WREG.com

Crime Scene Photos Raise Doubt in Police Shooting

(Memphis) Police say he was drunk, throwing-up gang signs and pointed a gun at them, but nine months after two Memphis police officers shot and killed Steven Askew his family claims investigators are hiding the truth.

The family says new evidence may prove their point.

It’s not easy to forget when it’s your brother or your friend.

“It’s just hard man,” said Sterling Askew

“We went to middle school together, high school together,” said Porsha Martin.

Martin says she played the clarinet, while Steven Askew played the trombone in the Woodale High School Band.

Years later, she’s here without him, “I want justice. I want them to be behind bars like all other criminals that kill people for no reason.”

Problem is the two men who killed Askew are Memphis police officers and the district attorney decided there’s not enough evidence to prosecute them.

Police say Askew pointed a gun at them.

Others argue crime scene evidence makes that theory impossible.

“His right hand was occupied and not with a weapon,” said Askew Family Attorney Howard Manis.

News Channel 3 requested the 911 calls, police dispatch recordings and crime scene photos to find out more about what happened January 17th.

“Delta. Loud music call,” said the dispatcher.

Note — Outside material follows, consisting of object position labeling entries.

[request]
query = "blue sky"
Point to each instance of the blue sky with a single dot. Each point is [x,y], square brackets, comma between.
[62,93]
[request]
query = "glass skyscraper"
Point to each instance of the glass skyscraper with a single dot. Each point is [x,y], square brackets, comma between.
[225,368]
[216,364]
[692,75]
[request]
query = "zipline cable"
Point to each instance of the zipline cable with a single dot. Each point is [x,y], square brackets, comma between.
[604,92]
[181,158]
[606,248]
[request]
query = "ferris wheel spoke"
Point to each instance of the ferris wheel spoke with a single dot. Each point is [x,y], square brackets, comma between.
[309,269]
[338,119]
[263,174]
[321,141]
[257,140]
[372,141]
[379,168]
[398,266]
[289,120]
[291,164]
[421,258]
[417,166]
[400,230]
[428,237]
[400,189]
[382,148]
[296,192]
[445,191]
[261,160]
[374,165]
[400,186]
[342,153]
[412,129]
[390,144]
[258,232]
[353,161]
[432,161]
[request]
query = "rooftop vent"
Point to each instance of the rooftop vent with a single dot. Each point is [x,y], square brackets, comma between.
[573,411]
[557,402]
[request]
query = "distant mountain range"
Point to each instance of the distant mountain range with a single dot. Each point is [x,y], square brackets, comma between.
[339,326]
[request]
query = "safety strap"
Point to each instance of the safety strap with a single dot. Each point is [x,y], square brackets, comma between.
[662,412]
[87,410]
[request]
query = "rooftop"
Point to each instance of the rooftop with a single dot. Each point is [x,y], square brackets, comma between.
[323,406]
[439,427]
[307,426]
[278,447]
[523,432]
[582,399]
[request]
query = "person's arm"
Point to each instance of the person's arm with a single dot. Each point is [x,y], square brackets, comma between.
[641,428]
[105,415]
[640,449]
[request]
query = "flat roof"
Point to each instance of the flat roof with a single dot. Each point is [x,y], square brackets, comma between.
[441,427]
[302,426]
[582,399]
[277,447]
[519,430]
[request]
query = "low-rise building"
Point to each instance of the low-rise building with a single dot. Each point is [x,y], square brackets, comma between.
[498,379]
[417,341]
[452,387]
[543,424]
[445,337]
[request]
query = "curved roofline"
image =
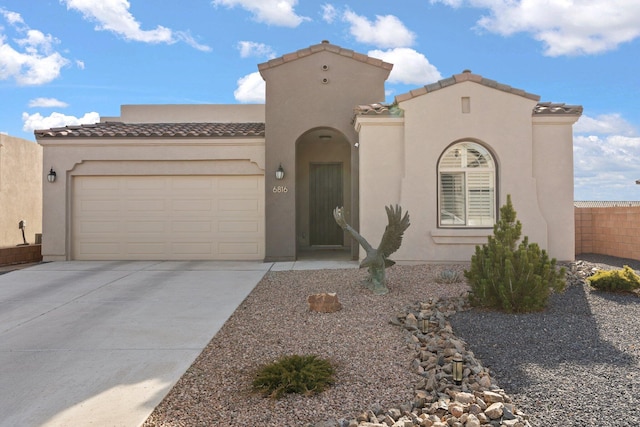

It started with a phone call.

“There`s lots of music playing,” said the female 911 caller.

A woman called police about loud music coming from an apartment on Tyrol Court.

“It’s coming from upstairs,” she said.

Officers Ned Aufdenkamp and Matthew Dyess responded to the complaint.

Afterwards they went to the complex next door, The Windsor Place Apartments, and found Steven Askew in the parking lot asleep in his car.

They noticed a gun in his lap.

Officer Aufdenkamp called it in, “(Indecipherable) We are trying to check on someone who has a gun. Can you send another car over here please?”

Dispatch recordings obtained by News Channel 3 show only 15 seconds pass before Aufdenkamp reports back, “Fired ! Shots fired !”

Both officers emptied their guns, hitting Askew’s car 22 times and him 9 times.

Days later, the officers told investigators they shot Askew because he smirked, threw-up gang signs, reached for his gun and then pointed it at Officer Aufdenkamp.

“All of that would have had to take place in this window of time which appears to be less than 15 seconds,” said Manis.

In the internal investigation file, two women in the complex say they saw Askew put his hands-up when ordered by police.

In a crime scene photo you can see Askew died with a cigar in his right hand, “I think that was likely mistaken for something other than a cigar,” said Manis.

Manis says if Askew had a cigar in his hand, he probably didn’t point the gun.

“He had a cigar in his right hand and he is right-handed. It leaves room for doubt,” said Chris Fowler, a shooting instructor at Top Brass Sports, Inc. in Millington and a law enforcement officer in Mason, TN.

“I was his teacher,” he said.

Fowler knew Askew because the 24-year-old was a student in his hand gun permit class in February of 2012.

Askew had no criminal history and earned a permit to carry a gun.

Family members say he got the gun because he’d been robbed a few years earlier.

“I liked him,” said Fowler. “I thought he was great young man. He was very clean-cut, very polite, soft-spoken, certainly not a thug type of person at all.”

Fowler says Askew’s death is nothing less than tragic but as a police officer himself, he understands Aufdenkamp and Dyess’ experience, “You come up on a car, you look in and see a gun. Your adrenaline goes up 300 percent. You are trained to react to the gun. Him having a gun in his lap wasn’t a crime but as an officer, coming-up on that kind of situation, I see the gun and I am going to be very concerned about that weapon and I am going to draw my weapon and make sure I don’t get shot.

Askew’s family attorney believes the officers could have been better trained.

“They saw an African-American in the car with a weapon and they made some assumptions,” said Manis.

“I run into people every day that just found out my little brother died and I have to see them hurt like I was hurt the first day,” said Sterling.

As for Askew’s brother, who could almost be his twin, he says he’s not letting people forget that Steven will be missed.

“If we have to do it with three or four people, we will do it with three or four people,” he said, while his friend held up signs reading ‘He was our friend’.  “I more than owe it to him. More than owe it to him.”